"Bob and Joline have created an original sound that has many different influences. The Patterson's are true Florida folk singers and , more significantly, are superb musicians who sound as smooth as clover honey." Rick Grant/Editor/First Coast Entertainer
Bob Patterson had his first success in the music business with a folk-rock band called 'Elizabeth' in the 1960's. The group recorded for Vanguard Records. Bob wrote the popular single 'Mary Ann' as well as several other cuts on the album. With Elizabeth, Bob opened concerts for everyone from Janis Joplin, Country Joe and the Fish, to Muddy Waters, and a little Vanilla Fudge in between. He appeared on the Mike Douglas Show and did a live performance from Steel Pier in Atlantic City. Bob won his first song writing award a few years later from the American Song Festival. As a solo artist, he continued to open concerts for everyone from Arlo Guthrie to the Blind Rev. Gary Davis.
When he first met Joline, he took her on the road with him and began teaching her how to play the bass.
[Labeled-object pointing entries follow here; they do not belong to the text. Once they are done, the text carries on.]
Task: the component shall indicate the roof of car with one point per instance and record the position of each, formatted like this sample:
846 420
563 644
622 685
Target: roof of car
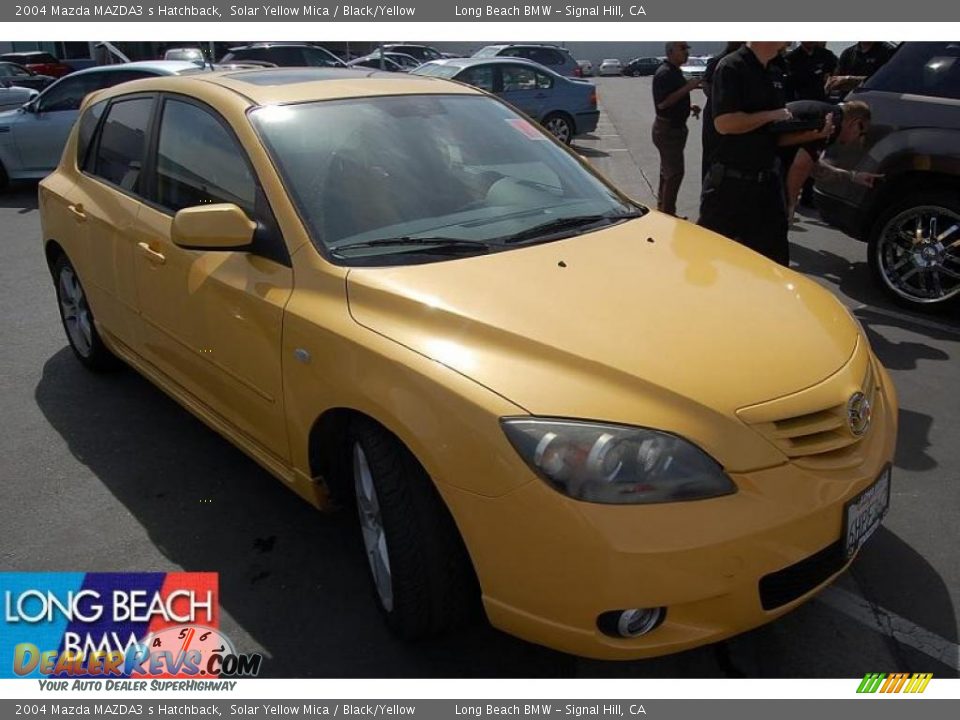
302 84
Before long, she was on stage singing and playing with Bob. Together they have traveled all over the U.S. using the music as a 'trip ticket' to take them to places that they might not have had the opportunity to see. They played at festivals, colleges, clubs, resort hotels, and premier listening rooms, and they have appeared on nationally syndicated radio and TV programs like the Nashville Star Search competition 'You Can Be A Star'. Their show is a fine blending of folk, country, blues, ragtime, and storytelling.
Bob and Joline's Friends of Mine Band
Besides performing a s a duo, Bob and Joline perform with their full size group 'The Friends Of Mine Band'. The band features Dick Kraft on flute, saxophones, and banjo. Chip Herrington plays the mouth harp. Bill Temme handles the stand up percussion. Besides doing club dates, the band is featured in summer concert series and folk festivals around the south. They were first place winners in the 'Best of the Best' readers poll for best music group.